The Russian agent dropped Trudeau back at Alykel Airport at dawn with a duffel bag and drove the stolen truck to a vacant lot, where she torched it. In the airport terminal, Trudeau locked himself in a bathroom stall and pulled fresh clothes, a new passport, credit cards, cash, a white plastic jug, and a large, rough sponge from the duffel bag. Trudeau stripped, soaked the sponge in the liquid from the jug, and scrubbed himself with it for half an hour. It was a solvent that neutralized any of the Semtex molecules that might still be on his body. The last thing he needed, after one of the biggest “chemical explosions” in the history of Norilsk, was to fail a random test for explosive materials at the screening checkpoint.

When his skin was raw and burning, he put on his new clothes and headed back into the terminal to check in for his flight, but the woman working the ticket counter told him it was canceled due to weather. Trudeau's heart sank. In most places, a winter storm is no big deal. You get a few inches of snow; flights are held up for a few hours, one day max. In Norilsk, a winter storm pummels the city with several feet of snow, hurricane-­force winds, and temperatures plunging south of negative fifty, making it possible for flights to be canceled for several days.
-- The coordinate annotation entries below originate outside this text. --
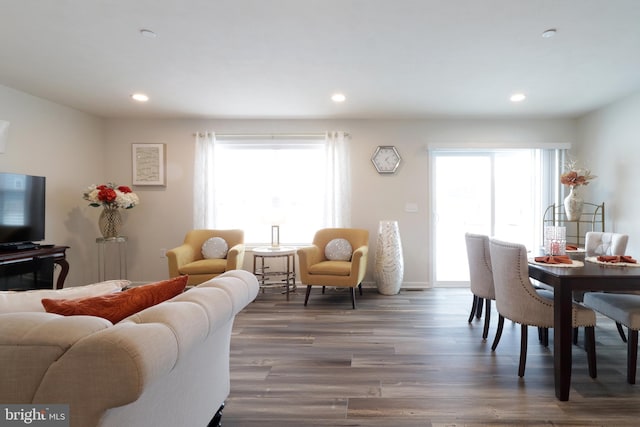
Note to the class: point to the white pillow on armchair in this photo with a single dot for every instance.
(19, 301)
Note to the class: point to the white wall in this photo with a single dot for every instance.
(610, 147)
(164, 214)
(65, 146)
(73, 150)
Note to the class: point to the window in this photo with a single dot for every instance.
(268, 183)
(254, 182)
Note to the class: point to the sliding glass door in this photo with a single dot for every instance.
(493, 192)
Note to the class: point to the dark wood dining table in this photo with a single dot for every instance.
(565, 280)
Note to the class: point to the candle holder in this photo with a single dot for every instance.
(275, 236)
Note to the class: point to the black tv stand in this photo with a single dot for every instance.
(32, 268)
(22, 246)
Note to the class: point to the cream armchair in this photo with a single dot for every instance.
(316, 269)
(187, 259)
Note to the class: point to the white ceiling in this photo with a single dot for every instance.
(284, 58)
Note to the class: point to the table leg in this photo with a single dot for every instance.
(64, 265)
(562, 340)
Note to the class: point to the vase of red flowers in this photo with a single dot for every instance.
(574, 178)
(112, 198)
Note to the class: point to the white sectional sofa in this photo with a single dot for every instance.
(165, 366)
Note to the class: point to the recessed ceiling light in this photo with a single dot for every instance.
(140, 97)
(148, 34)
(338, 97)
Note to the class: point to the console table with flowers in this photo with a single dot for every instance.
(111, 197)
(591, 218)
(576, 215)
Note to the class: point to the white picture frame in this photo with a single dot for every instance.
(148, 164)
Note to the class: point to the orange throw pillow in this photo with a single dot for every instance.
(117, 306)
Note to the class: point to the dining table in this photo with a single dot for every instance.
(586, 276)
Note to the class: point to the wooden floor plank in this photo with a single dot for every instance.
(409, 360)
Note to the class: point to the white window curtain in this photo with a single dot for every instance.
(203, 181)
(338, 181)
(334, 208)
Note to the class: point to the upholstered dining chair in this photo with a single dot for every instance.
(337, 257)
(518, 300)
(603, 243)
(204, 254)
(480, 279)
(623, 309)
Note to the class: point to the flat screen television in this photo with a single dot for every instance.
(22, 210)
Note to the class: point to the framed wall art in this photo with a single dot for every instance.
(149, 161)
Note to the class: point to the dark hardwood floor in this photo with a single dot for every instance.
(409, 360)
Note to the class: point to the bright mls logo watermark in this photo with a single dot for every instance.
(34, 415)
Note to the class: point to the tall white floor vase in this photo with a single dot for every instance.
(389, 264)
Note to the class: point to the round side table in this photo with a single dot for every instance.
(269, 278)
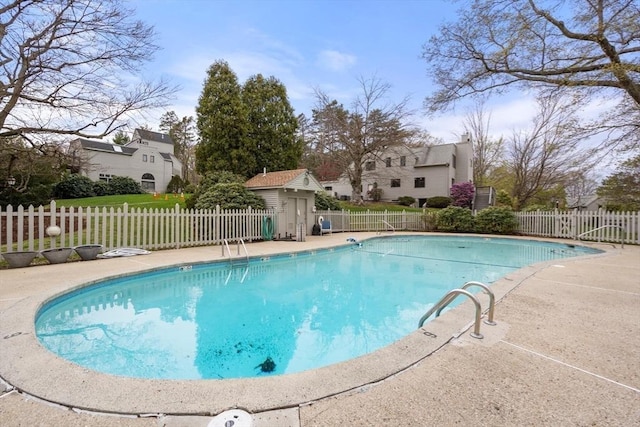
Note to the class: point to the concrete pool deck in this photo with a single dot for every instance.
(565, 351)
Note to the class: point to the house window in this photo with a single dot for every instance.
(105, 177)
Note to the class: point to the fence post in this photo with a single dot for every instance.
(52, 222)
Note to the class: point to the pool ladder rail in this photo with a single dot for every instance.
(239, 242)
(453, 294)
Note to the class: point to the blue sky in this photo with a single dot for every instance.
(306, 44)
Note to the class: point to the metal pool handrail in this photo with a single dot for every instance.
(446, 300)
(393, 229)
(225, 244)
(492, 300)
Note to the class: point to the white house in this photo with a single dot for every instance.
(292, 194)
(148, 159)
(418, 172)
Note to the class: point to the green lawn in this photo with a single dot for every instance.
(133, 200)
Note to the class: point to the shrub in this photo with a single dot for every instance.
(496, 220)
(503, 199)
(438, 202)
(406, 200)
(325, 202)
(462, 194)
(229, 196)
(455, 219)
(73, 187)
(124, 185)
(208, 181)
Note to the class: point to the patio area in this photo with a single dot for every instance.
(565, 351)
Trudeau was in a very dangerous position. The longer he stayed there, the more likely the Russian military would connect him to the massacred arms dealers. Even though Trudeau's travel cover as a Norwegian oil and gas exec had flawlessly gotten him through Russian customs, it wouldn't be that difficult for them to analyze recent passenger manifests from the handful of flights that had come in and treat him as a person of interest. Additionally, the Russian mob would be looking for someone to skin for destroying millions of dollars' worth of black market military stock. The airport was not safe. Going to a hotel was out of the question, as hotels meant passports, credit cards, and security cameras, all of which created a trail of digital bread crumbs. Trudeau checked to see if he could catch any of the last flights heading anywhere before the airport shut down, but there was nothing.

He had no choice but to contact Juarez for an extraction. This was also a dangerous option due to the conspicuous nature of private aircraft, but at least he would have Juarez and a support team if they had to shoot their way out. Trudeau found a quiet place and dialed Juarez on his satellite phone. It didn't even ring. Then he heard the worst thing imaginable: “Satellite signal temporarily interrupted.”

Ach, putain de merde
.

He kept his cool—until he saw two Russian soldiers with a dog patrolling the airport, randomly checking passports. He had to get out of there, so he went outside into the mind-numbing cold. He broke protocol and texted his support agent, hoping against hope that she could come back and get him the fuck out of there. The weather was going from bad to worse. Buses were nonexistent, but he could see the lights of a few taxicabs clustered in a parking lot on the outskirts of the airport. His only choice was to hoof it out there and hope one of them would take him to
a cash-only flophouse in town to hole up until his sat service came back. Even then it could take as long as eighteen hours for Juarez to get to him once he made contact. The subzero wind reminded him he'd better find something soon or Juarez would be extracting what was left of him in the spring thaw.